Most of us use one of the available brief mental status tests with individuals we think may have a dementia. But our goals in using these tests and the way we use them will influence the information we obtain.
"When I gave her the MMSE she didn't know where she was, but she read the name of the hospital on my coat. I figured if she was smart enough to do that I should give her the points. "
"She couldn't do the drawing, but she said she had always been poor at art, so I didn't count it."
When we begin to make allowances for people on these tests, we limit the tests' usefulness. These tests can be used to determine whether or not a person has a dementia. When this is the purpose of the test, the test must be used precisely as its creator designed it. Mixing items from different tests or making judgment calls on answers means that your patient's score will not compare to the scores of other patients whose cognitive status, extent of neurological damage, or ability to function was known.

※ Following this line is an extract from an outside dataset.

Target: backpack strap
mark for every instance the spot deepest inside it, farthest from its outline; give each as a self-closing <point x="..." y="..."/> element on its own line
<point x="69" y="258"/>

But often we are fairly sure our patient is demented. And these brief tests are not very good at discriminating between those patients who are mildly demented and those who are not. Mental status scores can be very useful to us for other things.
Mental status tests, accurately given, can chart a patient's course. A sudden drop in score can mean that the patient is delirious. A decline helps families understand why a person can no longer do something.
Not all mental function declines at the same rate. The MMSE tests several different kinds of mental function which is useful for caregivers who need to be able to predict what a person might be able to do. It also helps to explain to families why a person can do one thing but not another. Being able to read the name of the hospital on a lab coat is a somewhat different skill from knowing where one is. It indicates an ability to cover up an impairment (and the person may be covering up a lot more problems), but it does not indicate that she knows where she is and will not wander away.
The design on the MMSE is simple enough for people who cannot draw or who have a tremor. It. tests the ability to perceive things as a whole - a whole diagram with sides and corners in the proper relationship. People often get some of the sides and then put the interlocking corners in a different place. These people are likely to have trouble setting the table, doing a craft project, or paying attention to several visitors because they can focus on only fragments and are unable to perceive all of something.
People who are still fairly intact are often able to bluff their way out of being asked to remember three words for a few minutes. This question identifies people who seem to be doing very well but who will not remember leaving a pan on the stove or taking medicine or a promise made or a question answered. Knowing this helps families understand the difference between "she looks ok" and "why does she do these things?"
The MMSE shows a patient a written message, "CLOSE YOUR EYES," and asks that the patient act on it. Some patients can read the note but do not close their eyes. These are the people who will not obey a note left on the refrigerator door or use a schedule put in their pocket. People who cannot follow this instruction often are unable to follow other instructions, such as "stand still," "take off your blouse," or "brush your teeth."
You can use the scores on mental status tests to educate families and staff and to estimate what patients can and cannot still do. Thinking about the errors a person makes can help you to understand the problems he is having in function so that you can devise ways to support him.
Of course such a brief test is not a substitute for thorough neurological testing and, of course, patients will always surprise you, but a mental status test can be a useful tool far beyond the simple score you obtain.